The issue reignited late last week when the local paper in the PM’s Maidenhead constituency revealed that a primary school had been forced to appeal to parents to crowd source essentials like pens, paper - and loo roll. St Edmund Campion Catholic Primary School, which has suffered £70,000 in funding cuts, sent an Amazon wish list link to parents. HuffPost has found similar Amazon wish list pleas to parents across the country, including pencils, rubbers and even wall clocks.

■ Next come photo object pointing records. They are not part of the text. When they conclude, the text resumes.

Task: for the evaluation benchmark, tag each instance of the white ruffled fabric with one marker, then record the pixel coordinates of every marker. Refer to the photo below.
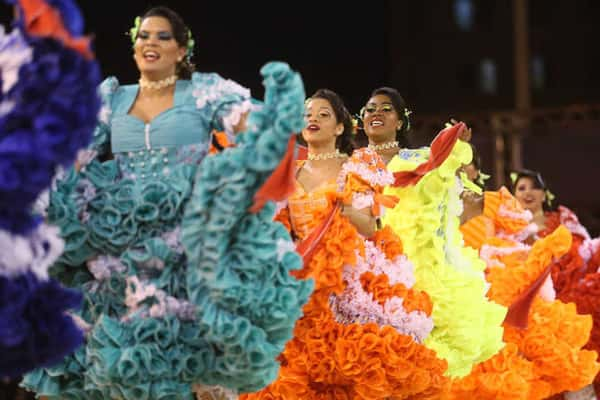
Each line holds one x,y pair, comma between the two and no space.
357,305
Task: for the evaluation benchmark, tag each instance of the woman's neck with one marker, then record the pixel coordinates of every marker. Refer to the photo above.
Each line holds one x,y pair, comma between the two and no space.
539,218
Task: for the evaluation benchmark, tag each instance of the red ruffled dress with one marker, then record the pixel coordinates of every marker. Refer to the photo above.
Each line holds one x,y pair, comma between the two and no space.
544,358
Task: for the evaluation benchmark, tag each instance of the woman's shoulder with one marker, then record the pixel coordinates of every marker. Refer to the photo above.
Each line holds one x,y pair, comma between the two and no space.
112,92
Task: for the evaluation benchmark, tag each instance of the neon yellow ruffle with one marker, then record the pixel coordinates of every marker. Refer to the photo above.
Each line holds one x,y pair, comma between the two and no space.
468,327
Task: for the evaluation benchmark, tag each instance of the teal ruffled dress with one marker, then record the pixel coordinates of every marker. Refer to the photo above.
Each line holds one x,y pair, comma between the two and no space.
183,287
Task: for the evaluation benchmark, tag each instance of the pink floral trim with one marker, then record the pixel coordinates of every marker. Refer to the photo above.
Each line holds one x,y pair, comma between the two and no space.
378,177
488,253
103,266
505,212
234,116
530,230
571,222
547,291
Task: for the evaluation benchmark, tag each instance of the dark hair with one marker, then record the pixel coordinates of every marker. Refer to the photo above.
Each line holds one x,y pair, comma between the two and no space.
344,142
400,107
181,33
538,183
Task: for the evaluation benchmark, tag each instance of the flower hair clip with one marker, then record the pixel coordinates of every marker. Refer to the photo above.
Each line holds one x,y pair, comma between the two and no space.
549,197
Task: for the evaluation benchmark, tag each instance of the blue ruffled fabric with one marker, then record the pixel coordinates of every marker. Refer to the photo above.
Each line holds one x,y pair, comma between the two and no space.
228,269
54,115
34,329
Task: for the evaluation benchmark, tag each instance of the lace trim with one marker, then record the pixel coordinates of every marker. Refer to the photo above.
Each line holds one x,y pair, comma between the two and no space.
234,116
362,200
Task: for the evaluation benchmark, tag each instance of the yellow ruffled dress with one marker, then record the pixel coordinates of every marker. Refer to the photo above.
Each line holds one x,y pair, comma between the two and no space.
468,327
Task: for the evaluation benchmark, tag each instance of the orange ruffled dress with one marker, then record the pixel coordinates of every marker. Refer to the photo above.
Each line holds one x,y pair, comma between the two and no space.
361,333
546,357
576,275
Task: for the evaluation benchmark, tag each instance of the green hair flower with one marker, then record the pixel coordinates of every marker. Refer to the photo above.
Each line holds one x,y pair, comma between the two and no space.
133,32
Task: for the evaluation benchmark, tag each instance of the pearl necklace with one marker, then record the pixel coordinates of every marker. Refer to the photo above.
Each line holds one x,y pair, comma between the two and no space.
157,85
326,156
383,146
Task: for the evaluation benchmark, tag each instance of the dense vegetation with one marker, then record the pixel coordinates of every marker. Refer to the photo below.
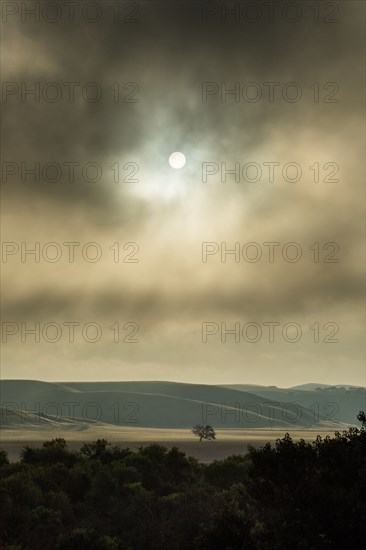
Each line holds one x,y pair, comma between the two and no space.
289,496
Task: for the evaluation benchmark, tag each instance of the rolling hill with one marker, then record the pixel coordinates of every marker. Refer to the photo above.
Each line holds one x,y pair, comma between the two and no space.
160,404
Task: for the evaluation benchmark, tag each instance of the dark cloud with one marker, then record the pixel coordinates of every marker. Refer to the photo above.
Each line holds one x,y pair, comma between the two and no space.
169,53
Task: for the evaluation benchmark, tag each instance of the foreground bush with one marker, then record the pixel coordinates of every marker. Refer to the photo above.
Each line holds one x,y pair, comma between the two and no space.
287,496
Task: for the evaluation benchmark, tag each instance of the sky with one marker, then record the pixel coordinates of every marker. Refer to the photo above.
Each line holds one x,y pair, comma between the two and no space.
267,106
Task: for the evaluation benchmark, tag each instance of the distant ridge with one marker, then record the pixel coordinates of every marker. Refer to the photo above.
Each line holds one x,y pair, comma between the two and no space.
160,404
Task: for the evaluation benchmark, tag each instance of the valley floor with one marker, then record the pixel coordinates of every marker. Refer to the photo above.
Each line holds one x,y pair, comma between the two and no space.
228,442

The Government is repeating its defence that core school funding will rise to a record £43.5bn by 2020. Yet similar protests didn’t work in the last election. I reported during that campaign that schools had used JustGiving pages to fund whiteboards and computers, and some had even been forced to cut the length of the school day to save money. This is not an issue that’s going away, especially if any NHS increase further squeezes education spending.
4. SKIRT HURT
Tory veteran Sir Christopher Chope has told his local paper the Bournemouth Echo that he is not “a dinosaur”, despite his blocking a private members’ bill that aimed to make ‘upskirting’ a criminal offence. After an avalanche of criticism, including from his fellow Tory MPs, he added that “it’s very depressing some of my colleagues have been perpetuating” the idea that he was in any way supportive of those who secretly take photos up a woman’s skirt. That hasn’t stopped some pranksters this morning placing women’s knickers outside his Commons office.
And there’s no doubt Chope’s objection, based on his principle that Governments shouldn’t use backbench time for their own ends, has caused the party serious reputational damage. David Lammy wondered what Chope had done in his Parliamentary career to merit a knighthood at all. The PM herself yesterday said she was ‘disappointed’ by his actions. And former Deputy Speaker Nigel Evans told Westminster Hour last night he was so “angry” he’d written to the Procedure Committee chairman to review the arcane ‘Object’ procedure. He also wants a review of the practice, used by the SNP, to try to halt PMQs last week.
5. PUMP PRIMER
The last time Philip Hammond dared try to hike national insurance (for the self-employed), he felt the full backlash of White Van Man. And if there are tax rises for the NHS coming down the track, ministers may want to at least try to sweeten the pill by reassuring motorists of all kinds that it’s doing something about ‘rip off’ motorway petrol prices. The Sun reports today it could be three years before there’s a full probe into the practice.
The paper reveals that officials from the Competition and Markets Authority have told Transport Secretary Chris Grayling it could take that long for any formal investigation to start. Grayling earlier this year suggested drivers were being ripped off by as much as a tenner-a-tank. It looks like he may now try to get action sooner, but it’s unclear what power he has to do so.